The entry point here, for those expecting the typical stylings of a string quartet, is “Wa Habibi”, a beautiful Lebanese hymn for Good Friday (originally popularized by Lebanese singer Fairuz) that perfectly meshes what we tend to think of as a European hymn structure with a leading melody, here done on a violin that is distinctly Middle Eastern. It’s three minutes of serenity and sorrow that removes nationality from the equation, allowing for those emotions to be ascribed to humanity in general than to any specific group of people, be they Christian, Jew, Muslim, Buddhist, Shinto or otherwise. It is from this viewpoint that Floodplain can best be appreciated.

With this backdrop, however, it should also be noted that Floodplain is largely a collection of songs rather than an album in the true sense of the word; while many of these pieces do work together thematically, much of their inspiration seems to be derived simply from the supporting players that the Quartet could find at any given time.

Given this caveat, however, it’s impossible not to be impressed by something like Tashweesh, a collaboration between Kronos Quartet and a Palestinian electronic collective called Ramallah Underground. As the fuzzy beats and staticky notes of Ramallah Underground’s half of the composition form the backdrop, the strings pick and pluck their way through an intro that threatens to turn into hip-hop but never actually does. Eventually the violin and viola appear to offer a bit of legato counterpoint and then the piece quickly ends, sounding as though it could easily have surpassed its three-minute runtime by a cool ten more. Just as impressive are the moments where the Quartet does away with instrumental gimmickry and produces something as riveting as the Turkish “Nihavent Sirto”, itself a painful tragedy wrapped up in a jovial dance, a combination that’s at least as disconcerting as it sounds.

As the Quartet searches for beauty, it also finds time for the ugly, particularly as it makes less savory observations on our world; on this side of the coin is “Oh Mother, the Handsome Man Tortures Me”, a frenetic piece played with screeching fervor with a last minute in which the percussion sounds as though it is augmented by machine gun fire. It should surprise no one that this song originates in Iraq.

Easy as it is to point out the shorter pieces for their impact, however, it is the longest works that truly define Floodplain in a lasting sense. “Getme, Getme” is a powerful Azerbaijani piece with dueling strained, mourning vocal lines that become even more powerful as you realize that a father and daughter are singing them. “Mugam Beyati Shiraz” also originates in Azerbaijan, and the juxtaposition of a fluttering solo violin over a droning cello seems perfectly suited for Kronos.
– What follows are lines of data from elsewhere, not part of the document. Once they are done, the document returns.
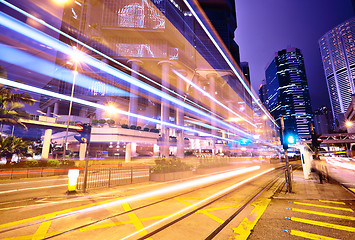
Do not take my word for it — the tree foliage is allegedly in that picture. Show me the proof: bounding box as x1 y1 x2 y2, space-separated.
0 86 35 129
0 136 32 164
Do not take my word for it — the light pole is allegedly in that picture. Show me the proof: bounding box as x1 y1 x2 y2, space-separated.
280 115 292 192
62 48 81 159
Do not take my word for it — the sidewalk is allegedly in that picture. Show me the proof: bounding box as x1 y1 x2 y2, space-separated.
247 169 355 240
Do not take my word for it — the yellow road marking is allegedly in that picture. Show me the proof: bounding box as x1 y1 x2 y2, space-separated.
31 213 56 240
290 229 340 240
318 200 345 205
291 217 355 232
294 202 354 212
0 196 124 230
231 199 271 240
175 198 226 223
122 202 152 239
292 208 355 220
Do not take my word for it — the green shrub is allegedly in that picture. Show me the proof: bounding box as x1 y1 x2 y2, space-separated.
47 160 61 167
98 119 106 124
25 159 39 167
61 160 75 166
107 119 115 125
150 157 192 174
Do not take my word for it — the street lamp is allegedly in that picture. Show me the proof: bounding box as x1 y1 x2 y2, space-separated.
346 121 352 128
62 47 82 159
52 0 69 5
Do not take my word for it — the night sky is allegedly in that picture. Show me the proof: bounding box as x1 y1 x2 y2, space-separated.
235 0 355 111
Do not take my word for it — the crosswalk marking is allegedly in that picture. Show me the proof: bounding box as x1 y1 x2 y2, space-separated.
292 208 355 220
293 202 354 212
291 217 355 232
290 229 340 240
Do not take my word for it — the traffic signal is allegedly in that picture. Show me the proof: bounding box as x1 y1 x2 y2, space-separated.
74 123 91 143
311 132 322 151
280 130 296 150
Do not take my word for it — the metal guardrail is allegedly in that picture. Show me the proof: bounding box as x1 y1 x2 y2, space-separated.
77 167 150 190
0 167 69 179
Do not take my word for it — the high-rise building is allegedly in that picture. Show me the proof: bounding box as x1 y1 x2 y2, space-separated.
240 62 250 86
313 106 331 135
265 48 313 136
319 18 355 124
258 80 268 110
197 0 240 66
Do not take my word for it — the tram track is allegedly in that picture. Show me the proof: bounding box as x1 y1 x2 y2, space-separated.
137 168 286 240
0 164 293 239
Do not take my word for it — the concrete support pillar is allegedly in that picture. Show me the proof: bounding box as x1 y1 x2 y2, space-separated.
128 59 143 126
153 144 159 156
79 107 88 118
176 69 187 158
131 142 137 157
53 102 59 116
158 60 173 158
300 145 312 179
41 129 52 159
125 143 132 162
46 107 52 117
206 72 217 155
79 143 87 160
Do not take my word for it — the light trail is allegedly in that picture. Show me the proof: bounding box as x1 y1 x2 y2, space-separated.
121 167 275 240
324 157 355 171
173 69 256 128
0 0 234 126
182 0 278 127
0 11 255 139
0 77 239 143
0 166 261 232
0 44 129 97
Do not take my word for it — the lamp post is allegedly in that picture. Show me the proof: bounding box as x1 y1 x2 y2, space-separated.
62 48 81 159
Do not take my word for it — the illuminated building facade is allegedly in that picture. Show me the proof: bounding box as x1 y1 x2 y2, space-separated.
197 0 240 66
0 0 279 159
265 48 313 136
319 18 355 124
314 106 330 135
258 81 268 110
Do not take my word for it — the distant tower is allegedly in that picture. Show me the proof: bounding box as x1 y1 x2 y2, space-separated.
319 18 355 126
258 80 268 110
314 106 331 135
197 0 240 66
265 48 313 136
240 62 251 86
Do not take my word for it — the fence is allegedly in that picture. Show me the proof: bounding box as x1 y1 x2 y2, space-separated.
0 167 69 179
77 166 150 190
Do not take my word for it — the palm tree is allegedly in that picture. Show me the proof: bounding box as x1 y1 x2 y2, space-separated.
0 86 35 133
0 136 32 164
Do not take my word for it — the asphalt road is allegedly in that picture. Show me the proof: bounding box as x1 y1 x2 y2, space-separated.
0 164 282 240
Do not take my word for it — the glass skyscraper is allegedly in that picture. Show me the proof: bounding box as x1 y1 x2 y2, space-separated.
265 48 313 136
319 18 355 124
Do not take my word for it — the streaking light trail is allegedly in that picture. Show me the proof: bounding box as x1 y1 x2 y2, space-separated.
121 167 275 240
0 77 237 143
0 0 232 125
173 69 256 128
0 10 255 139
0 166 262 234
0 44 128 97
182 0 278 127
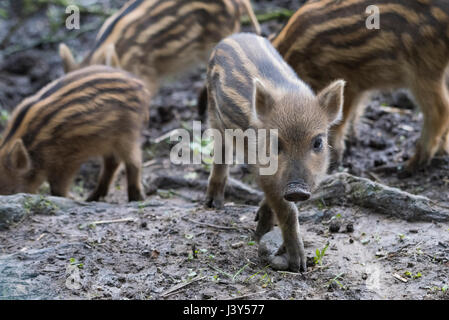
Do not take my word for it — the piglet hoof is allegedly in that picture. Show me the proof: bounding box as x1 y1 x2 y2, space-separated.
205 196 224 209
403 143 433 174
86 193 100 202
397 168 413 179
258 228 306 272
128 190 145 202
400 157 427 178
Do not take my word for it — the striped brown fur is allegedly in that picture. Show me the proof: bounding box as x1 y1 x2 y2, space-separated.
272 0 449 172
0 65 150 202
59 0 260 94
205 33 345 271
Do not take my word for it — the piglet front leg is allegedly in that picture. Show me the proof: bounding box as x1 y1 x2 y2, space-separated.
264 195 307 272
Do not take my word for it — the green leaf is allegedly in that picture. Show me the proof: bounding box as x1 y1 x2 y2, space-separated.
0 9 8 19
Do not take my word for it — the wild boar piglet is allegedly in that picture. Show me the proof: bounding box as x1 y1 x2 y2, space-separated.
206 33 345 271
272 0 449 172
60 0 261 94
0 65 150 202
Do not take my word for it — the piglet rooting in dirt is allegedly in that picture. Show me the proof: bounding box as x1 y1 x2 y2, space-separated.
205 33 345 272
0 65 150 202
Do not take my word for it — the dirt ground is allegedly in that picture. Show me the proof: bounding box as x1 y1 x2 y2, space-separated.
0 0 448 300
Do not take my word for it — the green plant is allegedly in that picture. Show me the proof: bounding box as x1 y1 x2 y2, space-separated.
190 135 214 170
0 8 8 19
331 213 342 220
0 109 10 127
69 257 84 269
23 195 59 215
316 199 326 210
157 189 175 199
313 242 329 266
258 272 273 288
208 263 249 283
245 265 269 282
328 273 345 289
404 271 422 279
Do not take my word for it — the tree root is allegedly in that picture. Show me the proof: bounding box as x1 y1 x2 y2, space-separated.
1 173 446 230
310 173 449 222
146 174 264 205
148 172 449 222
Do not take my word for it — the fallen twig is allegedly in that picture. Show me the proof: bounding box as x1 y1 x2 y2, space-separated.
35 233 47 242
160 276 206 298
380 105 413 115
153 129 182 144
89 217 135 226
143 159 157 167
392 273 408 283
181 216 244 231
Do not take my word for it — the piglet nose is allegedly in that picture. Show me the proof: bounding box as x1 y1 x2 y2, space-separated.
283 181 311 202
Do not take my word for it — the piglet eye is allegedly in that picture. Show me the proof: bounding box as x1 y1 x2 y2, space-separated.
313 136 324 152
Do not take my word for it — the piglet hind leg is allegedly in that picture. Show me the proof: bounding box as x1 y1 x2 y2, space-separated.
441 128 449 156
264 195 307 272
87 154 121 202
205 162 229 209
406 76 449 172
119 143 144 202
205 142 229 209
48 163 80 198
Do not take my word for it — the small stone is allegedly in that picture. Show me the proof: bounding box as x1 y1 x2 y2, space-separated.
142 250 151 257
329 221 340 233
375 251 385 257
346 223 354 233
258 227 283 260
231 241 244 249
361 239 370 245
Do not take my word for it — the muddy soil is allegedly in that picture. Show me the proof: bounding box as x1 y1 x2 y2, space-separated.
0 0 448 300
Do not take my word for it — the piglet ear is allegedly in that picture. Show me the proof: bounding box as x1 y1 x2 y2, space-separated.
59 43 78 73
104 44 121 69
317 80 345 126
252 78 274 120
7 139 31 173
Most powerful, however, is the 20-minute-plus closer “Hold Me Neighbor in this Storm”, a Serbian work that wastes no time in presenting its titular storm with its discordant violin duets, rumbling percussion, and gutteral grunts, but then offers a series of tangents that would sound peaceful, beautiful, or even jovial out of context. Here, however, they portray suspense, dread, and violence. At high volumes it can be truly frightening, closing Floodplain with the bang it surely deserves.

Floodplain‘s name comes from the idea that soil is at its most fertile in the time immediately following a flood, an image from which one could draw any number of metaphors. In a perfect world, it might mean that once we get past the hatred and fear that exposure to foreign lands unlike our own can inspire, we’ll realize that we are all human, and our world will ultimately be a better place when the conflict finally subsides. Or, perhaps it’s simply an homage to the idea that the shrinking world is grounds for an expansion of artistic styles. Whatever their intent, Kronos Quartet has composed a masterwork of genre-bending, nationality-bending musicianship. This is music for all people, and all people should be so lucky as to hear it.